The next Sunday morning Samuel Motherwell, his wife and
son, went to church. Sam placed on the plate an envelope
containing fifty dollars.
On the following morning Sam had just cut two rounds with
the binder when the Reverend Hugh Grantley drove into
the field. Sam stopped his binder and got down.
"Well, Mr.

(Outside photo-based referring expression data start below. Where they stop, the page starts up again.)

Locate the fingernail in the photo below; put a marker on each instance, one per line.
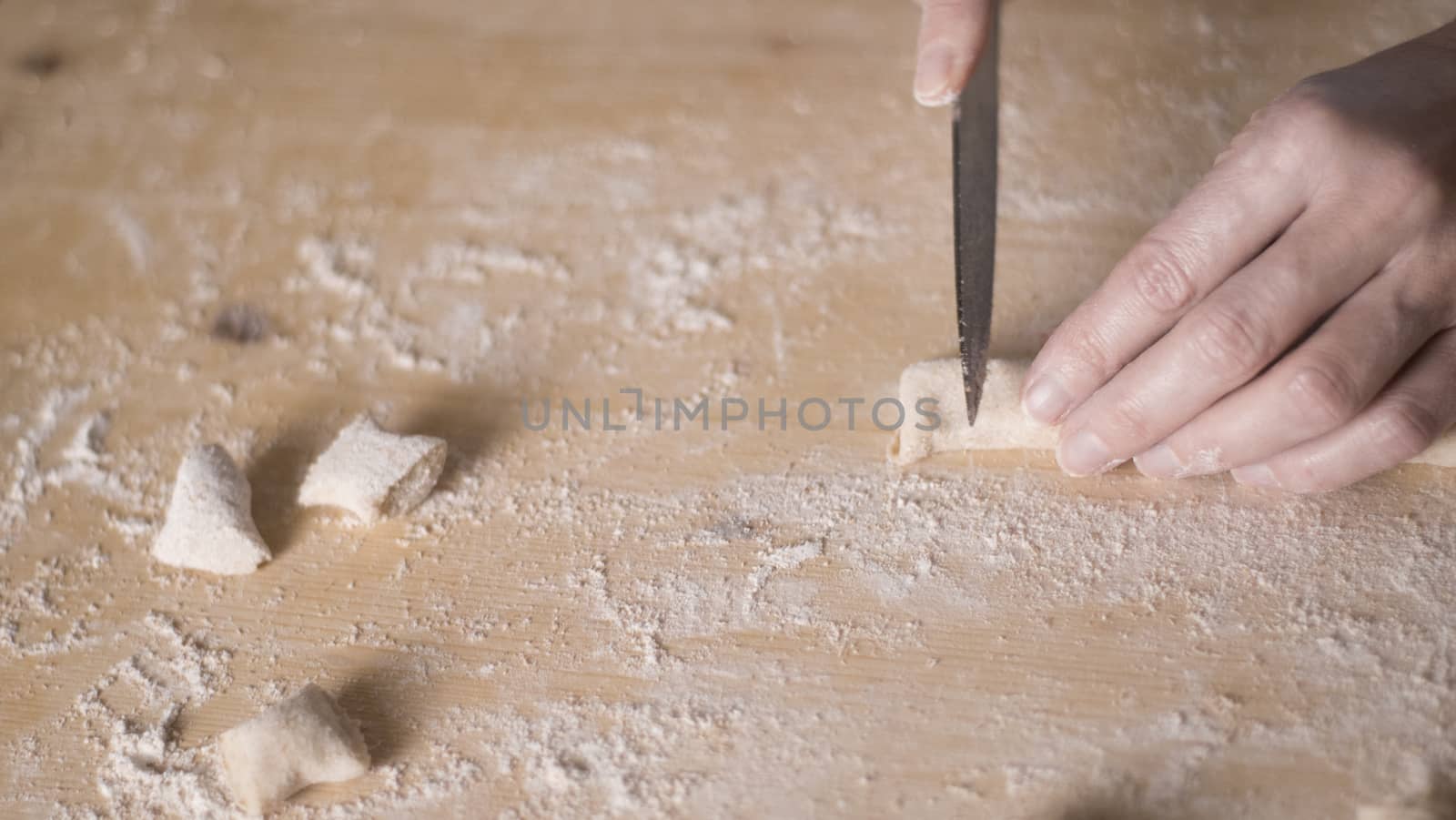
(1256, 475)
(1159, 462)
(1046, 400)
(1085, 453)
(932, 76)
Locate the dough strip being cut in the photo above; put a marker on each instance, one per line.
(1001, 424)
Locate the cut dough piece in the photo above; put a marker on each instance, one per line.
(1001, 422)
(373, 473)
(210, 521)
(999, 426)
(300, 742)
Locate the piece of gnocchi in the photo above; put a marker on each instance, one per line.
(373, 473)
(296, 743)
(210, 521)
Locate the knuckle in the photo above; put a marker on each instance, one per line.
(1084, 351)
(1230, 341)
(1325, 393)
(1128, 419)
(1405, 427)
(1162, 277)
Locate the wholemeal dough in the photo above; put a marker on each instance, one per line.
(999, 426)
(300, 742)
(210, 523)
(373, 473)
(1001, 422)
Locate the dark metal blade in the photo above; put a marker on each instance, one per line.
(975, 160)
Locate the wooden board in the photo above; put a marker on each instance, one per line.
(695, 200)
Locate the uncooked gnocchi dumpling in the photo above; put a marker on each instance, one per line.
(210, 521)
(373, 473)
(1001, 422)
(300, 742)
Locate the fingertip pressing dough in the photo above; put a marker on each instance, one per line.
(210, 523)
(371, 472)
(1001, 422)
(296, 743)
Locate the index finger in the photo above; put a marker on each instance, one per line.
(953, 34)
(1237, 211)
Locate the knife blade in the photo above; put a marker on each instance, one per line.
(973, 157)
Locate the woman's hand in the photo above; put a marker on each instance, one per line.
(951, 36)
(1293, 318)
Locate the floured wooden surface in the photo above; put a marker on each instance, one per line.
(251, 223)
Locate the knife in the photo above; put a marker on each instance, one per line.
(973, 157)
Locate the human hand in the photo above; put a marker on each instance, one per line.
(1293, 318)
(951, 36)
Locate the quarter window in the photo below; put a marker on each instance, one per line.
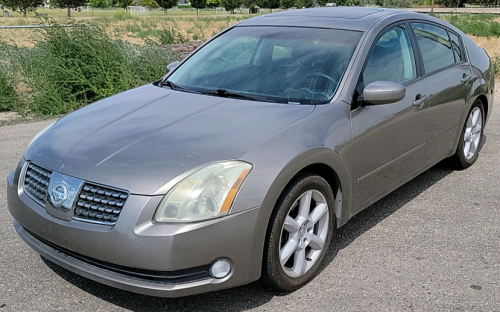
(391, 59)
(455, 44)
(435, 46)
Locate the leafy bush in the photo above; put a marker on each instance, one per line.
(71, 67)
(496, 64)
(8, 97)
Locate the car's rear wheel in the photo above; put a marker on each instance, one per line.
(299, 233)
(471, 137)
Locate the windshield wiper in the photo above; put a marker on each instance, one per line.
(225, 93)
(171, 85)
(176, 87)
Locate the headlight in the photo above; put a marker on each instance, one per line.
(205, 194)
(40, 133)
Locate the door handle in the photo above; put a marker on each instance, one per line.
(420, 100)
(465, 78)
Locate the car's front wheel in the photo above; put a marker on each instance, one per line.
(299, 233)
(470, 139)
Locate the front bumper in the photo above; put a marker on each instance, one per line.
(136, 255)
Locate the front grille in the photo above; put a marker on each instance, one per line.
(99, 204)
(36, 183)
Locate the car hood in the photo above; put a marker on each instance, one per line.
(141, 139)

Motherwell," the minister said, holding out
his hand cordially as he walked over to where Sam stood,
"how did it happen?"
Sam grasped his hand warmly.
"Ask Tom," he said, nodding his head toward his son who
was stooking the grain a little distance away. "It is
Tom's story."
Mr. Grantley did ask Tom, and Tom told him; and there in
the sunshine, with the smell of the ripe grain in their
nostrils as the minister helped him to carry the sheaves,
a new heaven and a new earth were opened to Tom, and a
new life was born within him, a life of godliness and of
brotherly kindness, whose blessed influence has gone far
beyond the narrow limits of that neighbourhood.